In a marketplace where others falter, BUA Foods stands firm, showcasing resilience and strength, overcoming foreign exchange challenges to achieve impressive results.
During the first nine months of 2023, BUA Foods excelled with a pre-tax profit of N111 billion, an impressive achievement considering the substantial pre-tax losses reported by other companies in the sector, primarily attributable to foreign exchange challenges.
Companies such as Nestle, Dangote Sugar, Nigerian Breweries, International Breweries, Cadbury, etc., recorded significant pre-tax losses during this period.
As the final 2023 fiscal year results are awaited, it is anticipated that this trend will persist and be reflected in the financial performance of these companies for the entire fiscal year of 2023.
In line with its trend, BUA Foods, as indicated in its recently released unaudited financial statements, reported a 12.6% YoY growth in profit before tax reaching N120.8 billion compared to the N107.23 billion recorded a year ago, despite facing a N73.56 billion foreign exchange loss.
Commenting on the results, Engr. (Dr.) Ayodele Abioye, the Managing Director, said:
“This is a solid performance in the face of an unending challenging macro environment. BUA foods delivered strong growth despite the persistent devaluation of the naira during the period, which led to a substantial and negative impact of foreign exchange losses. Despite the margin squeeze on operating profit to 82%, our business remained resilient to deliver bottom-line growth of 22% to N111.5Bn”
The Managing Director’s comments echo the sentiment that BUA Foods’ consistent and substantial revenue growth underscores its resilience in the face of these challenges.
Revenue growth has been consistent. In 2023, it achieved a significant year-on-year revenue growth of 74.1%, contributing to an impressive four-year compound annual growth rate (CAGR) of 39.41%.
The sustained revenue growth has been instrumental in upholding a robust gross profit margin for the company. In 2023, it achieved a record four-year gross profit margin of 34.5%, which the company attributes to slight adjustments in selling prices and volume increase due to capacity expansion for IRS.
This suggests that the company is adeptly handling its production costs by leveraging its comparative advantage in locally sourced raw materials, facilitated by its vertical integration strategies.
It is anticipated that the revenue growth will persist in the future, largely attributable to market demand, production expansion and the company’s expansion efforts in increasing its market share for sugar and flour products, both of which serve as major revenue drivers. Sugar and bakery flour combined contribute to over 85% of the company’s total revenue.

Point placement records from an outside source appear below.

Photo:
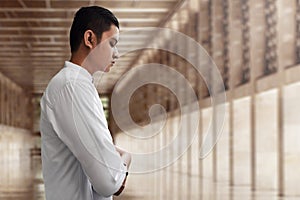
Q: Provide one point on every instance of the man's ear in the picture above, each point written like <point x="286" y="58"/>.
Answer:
<point x="89" y="39"/>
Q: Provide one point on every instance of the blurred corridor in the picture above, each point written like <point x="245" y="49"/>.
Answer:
<point x="253" y="44"/>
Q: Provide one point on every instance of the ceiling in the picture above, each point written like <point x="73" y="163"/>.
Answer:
<point x="34" y="36"/>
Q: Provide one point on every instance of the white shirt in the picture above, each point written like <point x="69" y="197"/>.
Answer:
<point x="79" y="160"/>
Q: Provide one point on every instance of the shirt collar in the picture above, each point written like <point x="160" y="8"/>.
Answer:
<point x="83" y="71"/>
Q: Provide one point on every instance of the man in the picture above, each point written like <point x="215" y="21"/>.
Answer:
<point x="79" y="159"/>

Furthermore, the reduction in general expenses, salaries, and wages observed in 2023 reflects the company’s dedicated effort to optimize its cost structure and enhance profitability.
This commitment to cost optimization contributed to a remarkable 82% year-on-year growth in operating profit. The reduction in expenses played a significant role in driving the company’s four-year compound annual growth rate (CAGR) to 42%.
This growth serves as a positive indicator of the company’s operational prowess and its ability to create value and return for its shareholders.
Since its listing on the NGX on January 5th, 2022, the share price of the company has exhibited a consistent upward trajectory.
In 2022, it experienced a notable gain of about 63%. The momentum continued into 2023, with an impressive year-to-date (YtD) share price gain of 198%, surpassing the NGX All Share Index (NGXASI) YtD gain of 45.90% at the end of 2023.
In the current year, the share price has further increased by 40.5%, positioning the company as the fifth most valuable stock on the NGX.
The continued market anticipation of substantial growth from the company is evident in its high earnings multiples, which stand at 43x. This indicates that investors are willing to pay a premium for the company’s shares due to their expectations of strong future earnings and performance.
The company’s performance on the NGX and its market valuation indeed suggest a promising outlook and substantial investor interest.
However, BUA Foods needs to proactively identify and implement measures to hedge against currency fluctuations posed by the Naira devaluation.
The company’s 2023 financial statements reveal a significant foreign exchange loss of about N74 billion, marking a departure from its previous performance of avoiding such losses.
However, it is good to note that the company appears to have a relatively healthy balance sheet as reflected in its debt level, financial leverage ratios and retained earnings growth.
While the debt levels have increased, the relatively low debt-to-asset and debt-to-equity ratios suggest that the company has reasonable debt levels compared to its assets and equity.
Additionally, the 13% growth in retained earnings indicates the company’s ability to generate profits, maintain financial stability and sustain its dividend payment policy.
In 2022, it paid out a final dividend of N4.5 per share representing about 89% payout ratio and with a 22% year-on-year growth in profit after tax in 2023, the company is in a strong position to consider increasing dividends while still having room for investment in expansion and growth initiatives.